Que d’exemples on pourrait encore citer de ces deux types d’esprit, qui sont si différents ! J’ai vu des philosophes éminents qui étaient incapables de se servir de leurs yeux et de leurs mains pour le moindre exercice d’observation ; et c’était sans doute à cause de leur infirmité qu’ils répugnaient tant à l’expérimentation, et en disaient tant de mal. J’ai vu un professeur de sciences à la Sorbonne qui était si peu littéraire qu’il n’a jamais pu apprendre l’orthographe ; son cours, extrêmement savant, mais obscur et désordonné, était du temps perdu pour la jeunesse qui l’écoutait. Chacun en recueillant ses souvenirs trouvera à faire rétrospectivement des observations analogues. La distinction que nous venons de proposer se vérifie facilement ; elle paraît pleine de justesse, évidente par elle-même ; mais elle ne paraît telle que lorsqu’on la connaît déjà. Pour ma part, il y a longtemps que j’ai remarqué ces faits ; mais c’est seulement d’hier que j’en comprends l’importance et voici à quelle occasion mes yeux se sont ouverts.

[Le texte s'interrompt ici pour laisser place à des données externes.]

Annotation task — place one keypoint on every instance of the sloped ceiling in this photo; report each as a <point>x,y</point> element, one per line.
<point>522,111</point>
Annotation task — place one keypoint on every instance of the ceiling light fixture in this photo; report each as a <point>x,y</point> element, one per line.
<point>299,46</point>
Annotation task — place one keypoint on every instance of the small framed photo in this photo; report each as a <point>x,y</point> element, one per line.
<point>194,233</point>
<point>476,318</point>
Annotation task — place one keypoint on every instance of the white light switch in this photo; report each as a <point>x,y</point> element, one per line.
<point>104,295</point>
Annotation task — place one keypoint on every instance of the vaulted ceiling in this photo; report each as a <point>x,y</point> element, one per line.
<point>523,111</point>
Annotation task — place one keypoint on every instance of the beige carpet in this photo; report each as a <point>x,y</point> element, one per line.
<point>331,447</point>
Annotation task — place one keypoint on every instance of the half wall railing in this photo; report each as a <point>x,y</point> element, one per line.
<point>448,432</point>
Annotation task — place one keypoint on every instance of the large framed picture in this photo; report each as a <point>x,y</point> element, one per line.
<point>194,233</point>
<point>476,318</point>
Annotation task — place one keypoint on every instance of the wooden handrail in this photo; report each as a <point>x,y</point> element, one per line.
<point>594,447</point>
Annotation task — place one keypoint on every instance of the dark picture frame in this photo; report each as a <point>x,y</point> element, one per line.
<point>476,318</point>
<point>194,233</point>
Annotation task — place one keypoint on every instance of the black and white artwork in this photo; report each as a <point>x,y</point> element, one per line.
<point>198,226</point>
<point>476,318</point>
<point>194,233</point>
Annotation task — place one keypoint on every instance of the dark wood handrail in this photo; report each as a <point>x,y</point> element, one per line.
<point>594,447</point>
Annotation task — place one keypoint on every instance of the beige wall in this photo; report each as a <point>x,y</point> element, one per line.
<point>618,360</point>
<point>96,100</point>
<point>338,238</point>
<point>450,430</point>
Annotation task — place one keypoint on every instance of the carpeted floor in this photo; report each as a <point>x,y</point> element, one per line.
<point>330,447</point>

C’était au cours de recherches sur la mesure de l’intelligence. Ces recherches, on s’en souvient, se font au moyen de nombreux tests ; il y en a une soixantaine. Parmi ces tests, les uns portent sur la comparaison de sensations, le jugement de sensations, la mémoire de sensations, la classification de sensations, ou l’exécution rapide et soignée de mouvements et d’actes compliqués.

D’autres tests consistent à définir des mots, à retenir des chiffres, à mettre des mots en ordre, à comprendre des passages abstraits, à critiquer des pensées absurdes. Le contraste entre ces deux groupes d’épreuves est évident ; on peut appeler les premières des épreuves d’intelligence sensorielle, et les secondes des épreuves d’intelligence verbale. J’ignorais que la différence de ces deux groupes fût très importante, et je dois même avouer qu’en préparant tous ces tests avec le Dr Simon, nous n’avions pas procédé avec l’idée directrice de séparer l’intelligence sensorielle de l’intelligence verbale. Ce furent les faits, les résultats d’expérience qui nous obligèrent à cette séparation.

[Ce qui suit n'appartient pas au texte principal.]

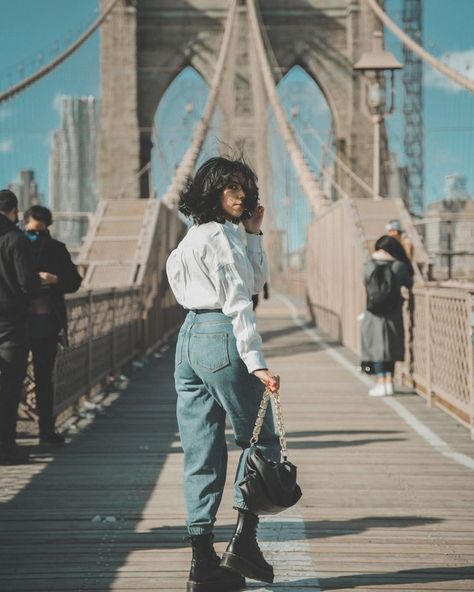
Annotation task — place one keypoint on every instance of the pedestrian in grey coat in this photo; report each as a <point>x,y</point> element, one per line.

En effet, tout au début des expériences, nous fûmes étonnés de voir que pour tout ce qui concernait l’intelligence sensorielle un enfant est aussi habile qu’un adulte. Montrez à un enfant de sept ans par exemple deux boîtes dont les poids diffèrent à peine, dont l’une pèse 14 grammes et l’autre 15 grammes ; ou bien, montrez-lui deux lignes dont l’une a 10 centimètres et l’autre 5 millimètres de plus. Demandez-lui de désigner la ligne la plus longue, la boite la plus lourde. Répétez l’épreuve une vingtaine de fois, avec des boîtes et des lignes différentes, afin d’éviter les erreurs de hasard ; essayez surtout, c’est l’essentiel, de bien fixer l’attention de l’enfant, car il est d’ordinaire plus distrait qu’un adulte. Si vous arrivez à conjurer toutes ces erreurs, vous serez frappé de constater en faisant le calcul des bonnes et des mauvaises réponses, que la faculté de perception et de comparaison chez cet enfant n’est pas inférieure à celle d’un adulte. Ce n’est qu’un exemple. Il pourrait être diversifié à l’infini, car il suffit que l’expérience porte sur des sensations et ne nécessite point une élaboration intellectuelle pour que l’enfant égale l’adulte. Il y a plus. Ce n’est pas seulement un enfant normal qui montre cette habileté vraiment extraordinaire de perception sensorielle, c’est le débile, c’est même l’imbécile d’hospice. Tout dernièrement, je voyais dans le service du Dr Simon des imbéciles de trente ans, auxquels on n’a jamais pu apprendre à lire et à écrire, parce qu’ils ne sont pas assez intelligents pour cela ; ces imbéciles arrivaient cependant à comparer des poids et des lignes avec la même sûreté, la même finesse que le Dr Simon et que moi. L’intelligence sensorielle forme donc bien une intelligence à part, voisine de l’animal, et qui ne se développe pas parallèlement avec l’intelligence verbale.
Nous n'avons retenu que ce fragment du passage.